Si algo quedó claro esta semana es que la Argentina ya no controla el timón. El propio secretario del Tesoro de EE.UU., Scott Bessent, blanqueó que su gobierno compró pesos argentinos e instrumentó un “swap” por US$20.000 millones con el Banco Central “para estabilizar los mercados” en un contexto de “aguda iliquidez”. Lo dijo, textual, y lo publicó la prensa: no es rumor ni grieta—es intervención directa sobre nuestra política cambiaria.
Bessent, además, marcó el encuadre geopolítico sin ruborizarse: EE.UU. no quiere “más Estados fallidos” en Sudamérica y prefiere un anclaje financiero bajo su órbita—“swap line, no estamos poniendo dinero”, insistió—que mantenga a raya a China y discipline la plaza local. Es decir, el Tesoro fija el perímetro y Argentina juega adentro de la cancha que dibuja Washington.
El problema no es sólo simbólico. Cuando otro país opera tu moneda y define el ritmo del dólar, condiciona precios relativos, valorizaciones de empresas, patrimonio público y los incentivos de inversión. En el cortísimo plazo puede calmar el tipo de cambio; en el mediano, abarata activos argentinos y encarece el desarrollo productivo si el “plan de estabilización” se apoya en atraso cambiario y tasas altas. Eso no es “Plan Marshall”; es tutela financiera con objetivos estratégicos ajenos.
La otra pata es el FMI. Kristalina Georgieva fue diáfana: el ajuste “dramático” sólo puede “tener éxito si se lleva a la gente consigo”. Y para ilustrar de qué magnitudes habla, recordó que en Europa del Este hubo “líderes valientes” que recortaron salarios y jubilaciones 40–50%… y fueron reelectos. No dijo que ése sea el menú aquí, pero esa es la vara con la que el Fondo mide “coraje” fiscal. ¿Está la sociedad argentina dispuesta a ese costo? La respuesta—económica y moral—es nuestra, no de Washington.
Aun si el “swap” y las compras de pesos logran una “paz cambiaria transitoria”, la cuenta llega igual: más condicionamientos, menos autonomía, riesgo de extranjerización barata de activos (energía, minería, agroindustria) y provinciales atrapadas entre recortes y caída de actividad. No hay “magia”: sin programa productivo propio, la estabilización de otros se vuelve nuestra recesión.

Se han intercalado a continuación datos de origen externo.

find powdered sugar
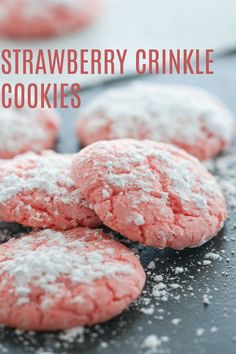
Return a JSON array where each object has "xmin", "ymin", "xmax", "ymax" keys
[
  {"xmin": 172, "ymin": 318, "xmax": 181, "ymax": 325},
  {"xmin": 79, "ymin": 83, "xmax": 234, "ymax": 159},
  {"xmin": 59, "ymin": 326, "xmax": 85, "ymax": 343},
  {"xmin": 95, "ymin": 140, "xmax": 221, "ymax": 211},
  {"xmin": 174, "ymin": 267, "xmax": 184, "ymax": 274},
  {"xmin": 142, "ymin": 335, "xmax": 161, "ymax": 352},
  {"xmin": 0, "ymin": 229, "xmax": 134, "ymax": 306},
  {"xmin": 0, "ymin": 108, "xmax": 48, "ymax": 153},
  {"xmin": 204, "ymin": 252, "xmax": 221, "ymax": 261},
  {"xmin": 128, "ymin": 213, "xmax": 145, "ymax": 226},
  {"xmin": 196, "ymin": 328, "xmax": 205, "ymax": 336},
  {"xmin": 0, "ymin": 151, "xmax": 85, "ymax": 206}
]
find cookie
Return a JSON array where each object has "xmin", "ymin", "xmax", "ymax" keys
[
  {"xmin": 77, "ymin": 83, "xmax": 234, "ymax": 160},
  {"xmin": 0, "ymin": 151, "xmax": 100, "ymax": 229},
  {"xmin": 72, "ymin": 139, "xmax": 227, "ymax": 249},
  {"xmin": 0, "ymin": 108, "xmax": 59, "ymax": 159},
  {"xmin": 0, "ymin": 228, "xmax": 145, "ymax": 331},
  {"xmin": 0, "ymin": 0, "xmax": 102, "ymax": 38}
]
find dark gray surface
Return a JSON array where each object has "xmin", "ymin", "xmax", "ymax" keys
[{"xmin": 0, "ymin": 54, "xmax": 236, "ymax": 354}]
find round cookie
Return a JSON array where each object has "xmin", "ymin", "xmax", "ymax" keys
[
  {"xmin": 77, "ymin": 83, "xmax": 235, "ymax": 160},
  {"xmin": 0, "ymin": 107, "xmax": 59, "ymax": 159},
  {"xmin": 72, "ymin": 139, "xmax": 227, "ymax": 249},
  {"xmin": 0, "ymin": 0, "xmax": 102, "ymax": 38},
  {"xmin": 0, "ymin": 227, "xmax": 145, "ymax": 331},
  {"xmin": 0, "ymin": 151, "xmax": 100, "ymax": 229}
]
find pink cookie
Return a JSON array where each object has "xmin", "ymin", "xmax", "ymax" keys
[
  {"xmin": 0, "ymin": 107, "xmax": 59, "ymax": 159},
  {"xmin": 77, "ymin": 83, "xmax": 235, "ymax": 160},
  {"xmin": 72, "ymin": 139, "xmax": 227, "ymax": 249},
  {"xmin": 0, "ymin": 227, "xmax": 145, "ymax": 331},
  {"xmin": 0, "ymin": 0, "xmax": 102, "ymax": 38},
  {"xmin": 0, "ymin": 151, "xmax": 100, "ymax": 229}
]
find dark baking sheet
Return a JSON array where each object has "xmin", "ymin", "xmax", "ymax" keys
[{"xmin": 0, "ymin": 53, "xmax": 236, "ymax": 354}]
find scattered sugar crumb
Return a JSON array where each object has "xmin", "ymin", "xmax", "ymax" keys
[
  {"xmin": 210, "ymin": 326, "xmax": 218, "ymax": 333},
  {"xmin": 142, "ymin": 335, "xmax": 161, "ymax": 351},
  {"xmin": 203, "ymin": 294, "xmax": 211, "ymax": 305},
  {"xmin": 203, "ymin": 260, "xmax": 212, "ymax": 266},
  {"xmin": 175, "ymin": 267, "xmax": 184, "ymax": 274},
  {"xmin": 59, "ymin": 327, "xmax": 85, "ymax": 343},
  {"xmin": 154, "ymin": 275, "xmax": 163, "ymax": 282},
  {"xmin": 196, "ymin": 328, "xmax": 205, "ymax": 336},
  {"xmin": 172, "ymin": 318, "xmax": 181, "ymax": 325},
  {"xmin": 140, "ymin": 307, "xmax": 155, "ymax": 315},
  {"xmin": 100, "ymin": 342, "xmax": 109, "ymax": 348},
  {"xmin": 205, "ymin": 252, "xmax": 221, "ymax": 261},
  {"xmin": 161, "ymin": 336, "xmax": 169, "ymax": 343},
  {"xmin": 147, "ymin": 261, "xmax": 155, "ymax": 269},
  {"xmin": 169, "ymin": 283, "xmax": 180, "ymax": 289}
]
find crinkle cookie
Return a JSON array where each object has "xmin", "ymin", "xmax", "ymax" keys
[
  {"xmin": 77, "ymin": 83, "xmax": 235, "ymax": 160},
  {"xmin": 72, "ymin": 139, "xmax": 227, "ymax": 249},
  {"xmin": 0, "ymin": 228, "xmax": 145, "ymax": 331},
  {"xmin": 0, "ymin": 151, "xmax": 100, "ymax": 229},
  {"xmin": 0, "ymin": 107, "xmax": 59, "ymax": 159},
  {"xmin": 0, "ymin": 0, "xmax": 102, "ymax": 38}
]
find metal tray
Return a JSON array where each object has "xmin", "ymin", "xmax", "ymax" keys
[{"xmin": 0, "ymin": 53, "xmax": 236, "ymax": 354}]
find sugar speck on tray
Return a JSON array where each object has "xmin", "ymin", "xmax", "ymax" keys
[
  {"xmin": 196, "ymin": 328, "xmax": 205, "ymax": 336},
  {"xmin": 142, "ymin": 335, "xmax": 161, "ymax": 350},
  {"xmin": 174, "ymin": 267, "xmax": 184, "ymax": 274},
  {"xmin": 203, "ymin": 294, "xmax": 211, "ymax": 305},
  {"xmin": 59, "ymin": 327, "xmax": 85, "ymax": 343},
  {"xmin": 204, "ymin": 252, "xmax": 221, "ymax": 261},
  {"xmin": 210, "ymin": 326, "xmax": 218, "ymax": 333},
  {"xmin": 172, "ymin": 318, "xmax": 181, "ymax": 325}
]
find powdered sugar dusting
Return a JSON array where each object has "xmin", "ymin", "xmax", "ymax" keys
[
  {"xmin": 79, "ymin": 83, "xmax": 234, "ymax": 159},
  {"xmin": 0, "ymin": 229, "xmax": 134, "ymax": 306},
  {"xmin": 101, "ymin": 141, "xmax": 219, "ymax": 208},
  {"xmin": 94, "ymin": 140, "xmax": 221, "ymax": 213},
  {"xmin": 0, "ymin": 108, "xmax": 48, "ymax": 153},
  {"xmin": 0, "ymin": 151, "xmax": 84, "ymax": 205}
]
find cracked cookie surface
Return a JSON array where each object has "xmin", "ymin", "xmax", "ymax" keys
[
  {"xmin": 72, "ymin": 139, "xmax": 226, "ymax": 249},
  {"xmin": 0, "ymin": 227, "xmax": 145, "ymax": 331},
  {"xmin": 77, "ymin": 83, "xmax": 234, "ymax": 160},
  {"xmin": 0, "ymin": 151, "xmax": 100, "ymax": 229}
]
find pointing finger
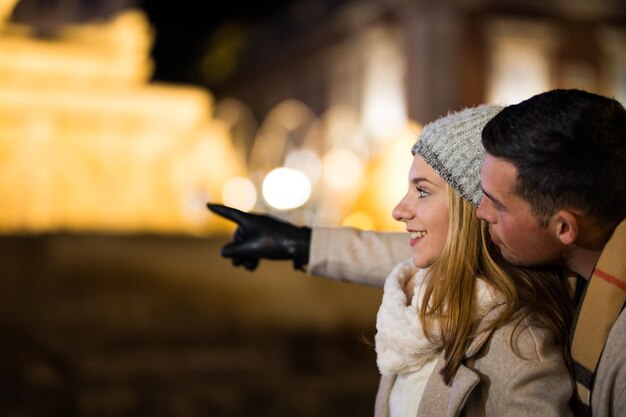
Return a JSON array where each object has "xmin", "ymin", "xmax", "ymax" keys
[{"xmin": 207, "ymin": 203, "xmax": 251, "ymax": 226}]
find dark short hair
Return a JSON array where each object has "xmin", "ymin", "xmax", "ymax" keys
[{"xmin": 482, "ymin": 89, "xmax": 626, "ymax": 227}]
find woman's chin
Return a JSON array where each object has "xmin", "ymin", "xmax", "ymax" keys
[{"xmin": 412, "ymin": 255, "xmax": 435, "ymax": 269}]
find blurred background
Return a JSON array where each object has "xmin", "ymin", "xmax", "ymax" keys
[{"xmin": 0, "ymin": 0, "xmax": 625, "ymax": 415}]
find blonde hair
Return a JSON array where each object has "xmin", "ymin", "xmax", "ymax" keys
[{"xmin": 419, "ymin": 186, "xmax": 574, "ymax": 384}]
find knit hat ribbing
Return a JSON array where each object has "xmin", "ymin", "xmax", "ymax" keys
[{"xmin": 411, "ymin": 104, "xmax": 503, "ymax": 207}]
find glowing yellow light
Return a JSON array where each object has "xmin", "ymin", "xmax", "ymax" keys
[
  {"xmin": 361, "ymin": 28, "xmax": 407, "ymax": 142},
  {"xmin": 485, "ymin": 21, "xmax": 553, "ymax": 105},
  {"xmin": 359, "ymin": 120, "xmax": 420, "ymax": 231},
  {"xmin": 341, "ymin": 211, "xmax": 376, "ymax": 230},
  {"xmin": 322, "ymin": 105, "xmax": 364, "ymax": 152},
  {"xmin": 285, "ymin": 149, "xmax": 322, "ymax": 183},
  {"xmin": 262, "ymin": 167, "xmax": 311, "ymax": 210},
  {"xmin": 0, "ymin": 8, "xmax": 245, "ymax": 236},
  {"xmin": 321, "ymin": 148, "xmax": 364, "ymax": 191},
  {"xmin": 0, "ymin": 10, "xmax": 154, "ymax": 88},
  {"xmin": 272, "ymin": 99, "xmax": 310, "ymax": 130},
  {"xmin": 222, "ymin": 176, "xmax": 257, "ymax": 212},
  {"xmin": 0, "ymin": 0, "xmax": 19, "ymax": 26}
]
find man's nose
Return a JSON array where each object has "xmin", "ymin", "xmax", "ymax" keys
[{"xmin": 476, "ymin": 197, "xmax": 494, "ymax": 223}]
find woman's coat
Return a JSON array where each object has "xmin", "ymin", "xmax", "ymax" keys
[{"xmin": 309, "ymin": 227, "xmax": 574, "ymax": 417}]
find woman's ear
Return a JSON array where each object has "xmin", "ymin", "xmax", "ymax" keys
[{"xmin": 554, "ymin": 210, "xmax": 578, "ymax": 245}]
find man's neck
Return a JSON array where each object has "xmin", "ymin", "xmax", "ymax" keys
[
  {"xmin": 564, "ymin": 247, "xmax": 602, "ymax": 279},
  {"xmin": 565, "ymin": 217, "xmax": 616, "ymax": 279}
]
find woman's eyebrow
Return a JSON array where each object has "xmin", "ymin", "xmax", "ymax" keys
[{"xmin": 411, "ymin": 177, "xmax": 434, "ymax": 186}]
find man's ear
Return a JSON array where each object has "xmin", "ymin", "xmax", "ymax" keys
[{"xmin": 554, "ymin": 210, "xmax": 578, "ymax": 245}]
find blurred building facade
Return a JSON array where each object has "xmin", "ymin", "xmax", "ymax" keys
[
  {"xmin": 1, "ymin": 1, "xmax": 625, "ymax": 416},
  {"xmin": 0, "ymin": 0, "xmax": 245, "ymax": 235},
  {"xmin": 195, "ymin": 0, "xmax": 626, "ymax": 229},
  {"xmin": 213, "ymin": 0, "xmax": 626, "ymax": 125},
  {"xmin": 2, "ymin": 0, "xmax": 625, "ymax": 234}
]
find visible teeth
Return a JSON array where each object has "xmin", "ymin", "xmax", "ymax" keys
[{"xmin": 411, "ymin": 231, "xmax": 426, "ymax": 239}]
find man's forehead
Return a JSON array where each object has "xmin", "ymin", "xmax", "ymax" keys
[{"xmin": 481, "ymin": 154, "xmax": 518, "ymax": 195}]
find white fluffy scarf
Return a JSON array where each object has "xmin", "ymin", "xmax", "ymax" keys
[{"xmin": 375, "ymin": 258, "xmax": 499, "ymax": 376}]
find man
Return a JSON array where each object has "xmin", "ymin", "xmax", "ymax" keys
[
  {"xmin": 208, "ymin": 89, "xmax": 626, "ymax": 417},
  {"xmin": 476, "ymin": 90, "xmax": 626, "ymax": 417}
]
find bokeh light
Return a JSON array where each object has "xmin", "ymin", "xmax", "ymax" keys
[
  {"xmin": 272, "ymin": 99, "xmax": 310, "ymax": 130},
  {"xmin": 361, "ymin": 120, "xmax": 420, "ymax": 231},
  {"xmin": 361, "ymin": 27, "xmax": 407, "ymax": 142},
  {"xmin": 341, "ymin": 211, "xmax": 376, "ymax": 230},
  {"xmin": 222, "ymin": 176, "xmax": 257, "ymax": 212},
  {"xmin": 262, "ymin": 167, "xmax": 311, "ymax": 210},
  {"xmin": 285, "ymin": 148, "xmax": 322, "ymax": 184},
  {"xmin": 321, "ymin": 148, "xmax": 364, "ymax": 191}
]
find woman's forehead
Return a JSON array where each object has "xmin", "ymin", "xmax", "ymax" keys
[{"xmin": 409, "ymin": 154, "xmax": 445, "ymax": 185}]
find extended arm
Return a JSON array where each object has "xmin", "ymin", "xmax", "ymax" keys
[
  {"xmin": 208, "ymin": 203, "xmax": 411, "ymax": 287},
  {"xmin": 309, "ymin": 227, "xmax": 410, "ymax": 287},
  {"xmin": 207, "ymin": 203, "xmax": 311, "ymax": 271}
]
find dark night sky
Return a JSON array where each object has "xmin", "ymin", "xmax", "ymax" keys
[
  {"xmin": 140, "ymin": 0, "xmax": 295, "ymax": 86},
  {"xmin": 9, "ymin": 0, "xmax": 324, "ymax": 88}
]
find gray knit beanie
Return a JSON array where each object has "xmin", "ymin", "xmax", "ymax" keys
[{"xmin": 411, "ymin": 104, "xmax": 503, "ymax": 207}]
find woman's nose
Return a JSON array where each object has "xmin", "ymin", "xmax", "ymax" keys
[{"xmin": 392, "ymin": 195, "xmax": 411, "ymax": 222}]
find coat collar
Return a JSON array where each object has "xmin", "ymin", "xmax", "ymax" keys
[
  {"xmin": 417, "ymin": 304, "xmax": 506, "ymax": 417},
  {"xmin": 375, "ymin": 303, "xmax": 506, "ymax": 417},
  {"xmin": 464, "ymin": 303, "xmax": 506, "ymax": 358},
  {"xmin": 414, "ymin": 355, "xmax": 481, "ymax": 417}
]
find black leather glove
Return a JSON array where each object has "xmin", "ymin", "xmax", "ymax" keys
[{"xmin": 207, "ymin": 203, "xmax": 312, "ymax": 271}]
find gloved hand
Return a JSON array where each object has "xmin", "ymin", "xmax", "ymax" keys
[{"xmin": 207, "ymin": 203, "xmax": 312, "ymax": 271}]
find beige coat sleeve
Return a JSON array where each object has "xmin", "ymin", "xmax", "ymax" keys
[
  {"xmin": 473, "ymin": 318, "xmax": 574, "ymax": 417},
  {"xmin": 308, "ymin": 226, "xmax": 411, "ymax": 287},
  {"xmin": 591, "ymin": 309, "xmax": 626, "ymax": 417}
]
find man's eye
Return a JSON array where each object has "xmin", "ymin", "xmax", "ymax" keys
[{"xmin": 491, "ymin": 199, "xmax": 503, "ymax": 211}]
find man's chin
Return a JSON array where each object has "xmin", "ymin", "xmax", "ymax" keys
[
  {"xmin": 499, "ymin": 249, "xmax": 551, "ymax": 268},
  {"xmin": 491, "ymin": 244, "xmax": 523, "ymax": 265}
]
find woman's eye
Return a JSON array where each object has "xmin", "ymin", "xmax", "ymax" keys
[{"xmin": 416, "ymin": 188, "xmax": 430, "ymax": 198}]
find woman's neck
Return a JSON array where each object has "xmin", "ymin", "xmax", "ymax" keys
[{"xmin": 404, "ymin": 274, "xmax": 418, "ymax": 304}]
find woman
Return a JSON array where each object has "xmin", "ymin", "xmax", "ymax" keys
[
  {"xmin": 372, "ymin": 105, "xmax": 574, "ymax": 417},
  {"xmin": 209, "ymin": 105, "xmax": 575, "ymax": 416}
]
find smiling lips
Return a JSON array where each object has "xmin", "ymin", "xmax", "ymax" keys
[{"xmin": 409, "ymin": 230, "xmax": 427, "ymax": 246}]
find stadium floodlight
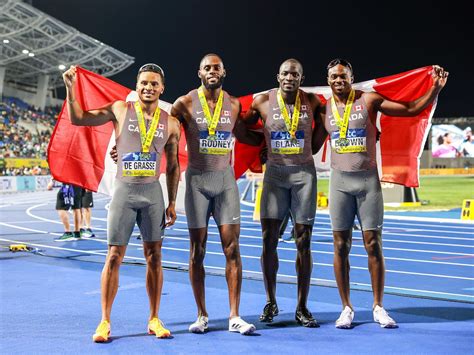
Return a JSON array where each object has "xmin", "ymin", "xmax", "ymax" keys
[
  {"xmin": 0, "ymin": 0, "xmax": 134, "ymax": 88},
  {"xmin": 28, "ymin": 53, "xmax": 35, "ymax": 57},
  {"xmin": 58, "ymin": 64, "xmax": 66, "ymax": 70}
]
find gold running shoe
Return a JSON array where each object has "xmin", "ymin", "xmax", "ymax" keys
[
  {"xmin": 92, "ymin": 320, "xmax": 110, "ymax": 343},
  {"xmin": 148, "ymin": 317, "xmax": 171, "ymax": 338}
]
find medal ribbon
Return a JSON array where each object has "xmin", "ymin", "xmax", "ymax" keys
[
  {"xmin": 330, "ymin": 89, "xmax": 355, "ymax": 139},
  {"xmin": 277, "ymin": 89, "xmax": 301, "ymax": 139},
  {"xmin": 134, "ymin": 101, "xmax": 161, "ymax": 153},
  {"xmin": 197, "ymin": 85, "xmax": 224, "ymax": 136}
]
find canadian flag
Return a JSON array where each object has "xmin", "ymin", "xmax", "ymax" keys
[
  {"xmin": 47, "ymin": 67, "xmax": 188, "ymax": 195},
  {"xmin": 48, "ymin": 66, "xmax": 437, "ymax": 195}
]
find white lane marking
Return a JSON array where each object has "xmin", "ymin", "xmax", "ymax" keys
[
  {"xmin": 1, "ymin": 231, "xmax": 473, "ymax": 300},
  {"xmin": 172, "ymin": 219, "xmax": 474, "ymax": 249},
  {"xmin": 20, "ymin": 205, "xmax": 474, "ymax": 260}
]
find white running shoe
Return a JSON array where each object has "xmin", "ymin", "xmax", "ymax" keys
[
  {"xmin": 373, "ymin": 305, "xmax": 397, "ymax": 328},
  {"xmin": 335, "ymin": 306, "xmax": 354, "ymax": 329},
  {"xmin": 229, "ymin": 316, "xmax": 256, "ymax": 335},
  {"xmin": 189, "ymin": 315, "xmax": 209, "ymax": 333}
]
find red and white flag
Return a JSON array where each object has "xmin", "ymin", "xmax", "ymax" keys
[
  {"xmin": 48, "ymin": 66, "xmax": 437, "ymax": 194},
  {"xmin": 47, "ymin": 67, "xmax": 188, "ymax": 195}
]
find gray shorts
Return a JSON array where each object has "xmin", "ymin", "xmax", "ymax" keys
[
  {"xmin": 260, "ymin": 163, "xmax": 317, "ymax": 225},
  {"xmin": 107, "ymin": 179, "xmax": 165, "ymax": 245},
  {"xmin": 329, "ymin": 168, "xmax": 383, "ymax": 231},
  {"xmin": 185, "ymin": 166, "xmax": 240, "ymax": 229}
]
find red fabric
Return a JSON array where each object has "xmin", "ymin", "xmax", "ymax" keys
[
  {"xmin": 47, "ymin": 67, "xmax": 130, "ymax": 190},
  {"xmin": 374, "ymin": 66, "xmax": 434, "ymax": 187},
  {"xmin": 47, "ymin": 67, "xmax": 188, "ymax": 191}
]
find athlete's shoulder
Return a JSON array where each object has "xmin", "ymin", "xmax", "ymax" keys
[{"xmin": 253, "ymin": 91, "xmax": 270, "ymax": 104}]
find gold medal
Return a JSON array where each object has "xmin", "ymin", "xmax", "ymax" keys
[
  {"xmin": 277, "ymin": 89, "xmax": 301, "ymax": 139},
  {"xmin": 197, "ymin": 86, "xmax": 224, "ymax": 136}
]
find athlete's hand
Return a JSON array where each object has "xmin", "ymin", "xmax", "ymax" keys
[
  {"xmin": 62, "ymin": 65, "xmax": 77, "ymax": 90},
  {"xmin": 165, "ymin": 204, "xmax": 177, "ymax": 227},
  {"xmin": 431, "ymin": 65, "xmax": 448, "ymax": 91},
  {"xmin": 109, "ymin": 145, "xmax": 118, "ymax": 164}
]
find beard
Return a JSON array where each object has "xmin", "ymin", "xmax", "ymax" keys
[{"xmin": 203, "ymin": 76, "xmax": 225, "ymax": 90}]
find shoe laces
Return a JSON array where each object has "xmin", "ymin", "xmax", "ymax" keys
[{"xmin": 196, "ymin": 315, "xmax": 208, "ymax": 325}]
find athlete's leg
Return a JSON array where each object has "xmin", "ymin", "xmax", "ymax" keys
[
  {"xmin": 189, "ymin": 228, "xmax": 209, "ymax": 317},
  {"xmin": 294, "ymin": 223, "xmax": 313, "ymax": 310},
  {"xmin": 362, "ymin": 230, "xmax": 385, "ymax": 307},
  {"xmin": 333, "ymin": 230, "xmax": 353, "ymax": 309},
  {"xmin": 260, "ymin": 218, "xmax": 281, "ymax": 304},
  {"xmin": 143, "ymin": 241, "xmax": 164, "ymax": 319},
  {"xmin": 100, "ymin": 244, "xmax": 127, "ymax": 321},
  {"xmin": 217, "ymin": 223, "xmax": 241, "ymax": 318}
]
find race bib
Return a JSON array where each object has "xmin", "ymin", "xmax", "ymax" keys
[
  {"xmin": 331, "ymin": 128, "xmax": 367, "ymax": 154},
  {"xmin": 122, "ymin": 152, "xmax": 157, "ymax": 176},
  {"xmin": 199, "ymin": 130, "xmax": 233, "ymax": 155},
  {"xmin": 270, "ymin": 130, "xmax": 304, "ymax": 154}
]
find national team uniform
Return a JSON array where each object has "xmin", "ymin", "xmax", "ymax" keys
[
  {"xmin": 183, "ymin": 88, "xmax": 240, "ymax": 229},
  {"xmin": 261, "ymin": 89, "xmax": 317, "ymax": 224},
  {"xmin": 107, "ymin": 102, "xmax": 169, "ymax": 245},
  {"xmin": 324, "ymin": 93, "xmax": 383, "ymax": 231}
]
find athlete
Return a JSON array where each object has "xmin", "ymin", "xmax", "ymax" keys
[
  {"xmin": 316, "ymin": 59, "xmax": 448, "ymax": 328},
  {"xmin": 48, "ymin": 179, "xmax": 82, "ymax": 241},
  {"xmin": 243, "ymin": 59, "xmax": 326, "ymax": 327},
  {"xmin": 63, "ymin": 63, "xmax": 181, "ymax": 342},
  {"xmin": 170, "ymin": 54, "xmax": 256, "ymax": 335}
]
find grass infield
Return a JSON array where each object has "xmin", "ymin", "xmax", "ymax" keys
[{"xmin": 317, "ymin": 175, "xmax": 474, "ymax": 211}]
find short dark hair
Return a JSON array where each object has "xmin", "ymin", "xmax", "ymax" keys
[
  {"xmin": 327, "ymin": 58, "xmax": 353, "ymax": 73},
  {"xmin": 199, "ymin": 53, "xmax": 224, "ymax": 69},
  {"xmin": 137, "ymin": 63, "xmax": 165, "ymax": 83}
]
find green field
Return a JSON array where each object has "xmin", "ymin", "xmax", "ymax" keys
[{"xmin": 317, "ymin": 175, "xmax": 474, "ymax": 211}]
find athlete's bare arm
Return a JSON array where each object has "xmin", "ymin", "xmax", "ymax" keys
[
  {"xmin": 308, "ymin": 94, "xmax": 329, "ymax": 155},
  {"xmin": 242, "ymin": 93, "xmax": 269, "ymax": 124},
  {"xmin": 364, "ymin": 65, "xmax": 448, "ymax": 117},
  {"xmin": 63, "ymin": 65, "xmax": 126, "ymax": 126},
  {"xmin": 164, "ymin": 116, "xmax": 181, "ymax": 227},
  {"xmin": 171, "ymin": 94, "xmax": 193, "ymax": 124}
]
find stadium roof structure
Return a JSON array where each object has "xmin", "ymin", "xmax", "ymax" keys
[{"xmin": 0, "ymin": 0, "xmax": 134, "ymax": 89}]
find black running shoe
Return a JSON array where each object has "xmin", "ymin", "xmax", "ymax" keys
[
  {"xmin": 295, "ymin": 307, "xmax": 319, "ymax": 327},
  {"xmin": 259, "ymin": 302, "xmax": 279, "ymax": 323}
]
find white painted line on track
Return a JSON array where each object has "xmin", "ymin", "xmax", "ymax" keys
[
  {"xmin": 2, "ymin": 234, "xmax": 472, "ymax": 301},
  {"xmin": 19, "ymin": 205, "xmax": 474, "ymax": 259}
]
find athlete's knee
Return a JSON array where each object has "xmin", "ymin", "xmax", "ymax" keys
[
  {"xmin": 333, "ymin": 237, "xmax": 351, "ymax": 256},
  {"xmin": 364, "ymin": 234, "xmax": 383, "ymax": 259},
  {"xmin": 222, "ymin": 239, "xmax": 240, "ymax": 261},
  {"xmin": 295, "ymin": 230, "xmax": 312, "ymax": 252},
  {"xmin": 106, "ymin": 248, "xmax": 124, "ymax": 269},
  {"xmin": 144, "ymin": 247, "xmax": 162, "ymax": 268},
  {"xmin": 190, "ymin": 242, "xmax": 206, "ymax": 265}
]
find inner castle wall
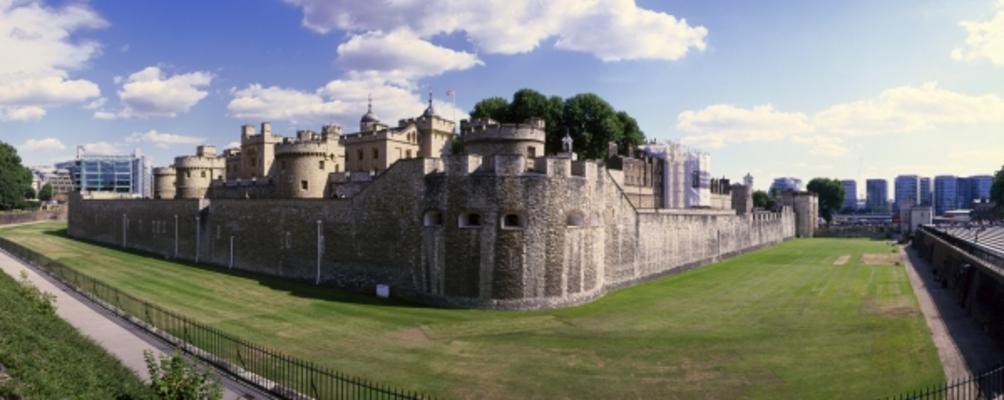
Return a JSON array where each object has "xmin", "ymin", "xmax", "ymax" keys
[{"xmin": 68, "ymin": 156, "xmax": 799, "ymax": 310}]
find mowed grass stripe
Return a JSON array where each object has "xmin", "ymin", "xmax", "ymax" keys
[{"xmin": 0, "ymin": 222, "xmax": 942, "ymax": 399}]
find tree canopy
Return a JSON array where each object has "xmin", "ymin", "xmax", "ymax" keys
[
  {"xmin": 991, "ymin": 165, "xmax": 1004, "ymax": 216},
  {"xmin": 806, "ymin": 178, "xmax": 846, "ymax": 223},
  {"xmin": 469, "ymin": 89, "xmax": 645, "ymax": 159},
  {"xmin": 39, "ymin": 183, "xmax": 53, "ymax": 202},
  {"xmin": 752, "ymin": 190, "xmax": 775, "ymax": 210},
  {"xmin": 0, "ymin": 141, "xmax": 33, "ymax": 210}
]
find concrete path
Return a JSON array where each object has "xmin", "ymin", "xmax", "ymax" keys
[
  {"xmin": 0, "ymin": 249, "xmax": 269, "ymax": 399},
  {"xmin": 900, "ymin": 245, "xmax": 1003, "ymax": 381}
]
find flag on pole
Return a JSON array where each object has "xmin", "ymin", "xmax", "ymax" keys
[{"xmin": 446, "ymin": 89, "xmax": 455, "ymax": 97}]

Por eso llamar “rescate” a lo que ocurre es exacto en sus efectos y eufemístico en su nombre: estabiliza para ellos (mercados y geopolítica) y patea hacia adelante el costo para nosotros (salarios, empleo, actividad). Poner la bandera ajena en la torre de control no resuelve problemas de productividad, infraestructura o crédito local; los cubre. Y cuando se destapa, la factura vuelve multiplicada.
Frente a esto, el peronismo—con sus matices y autocríticas—está reaccionando con un planteo que vuelve al ABC: soberanía económica para ordenar precios desde el trabajo y la producción, no desde la mesa de dinero. Salarios que le ganen a la inflación, inversión público-privada en infraestructura estratégica, financiamiento barato a pymes, agregación de valor en litio, agro y energía, y reglas que cuiden el mercado interno mientras se exporta más y mejor. No es nostalgia: es la única secuencia que hizo crecer Argentina sin tutores.
El 26 de octubre no se plebiscita un gobierno: se plebiscita si aceptamos ser un “Estado tutelado”. Si se naturaliza que el Tesoro de otro país compre o no compre nuestra moneda según su conveniencia. Si resignamos la potestad esencial de decidir cómo estabilizamos, para quién, y con qué proyecto productivo.
Soberanía hoy no es un eslogan: es poder ordenar la economía sin que el precio sea quebrar provincias, licuar salarios y rematar el patrimonio productivo. Ese camino ya lo probamos—y duele. El otro camino, el nuestro, requiere decisión política, un programa serio y un mandato social claro. Eso se vota ahora. Y ahí, la diferencia entre un país en pie y un país de rodillas no la decide ningún swap: la decide la gente.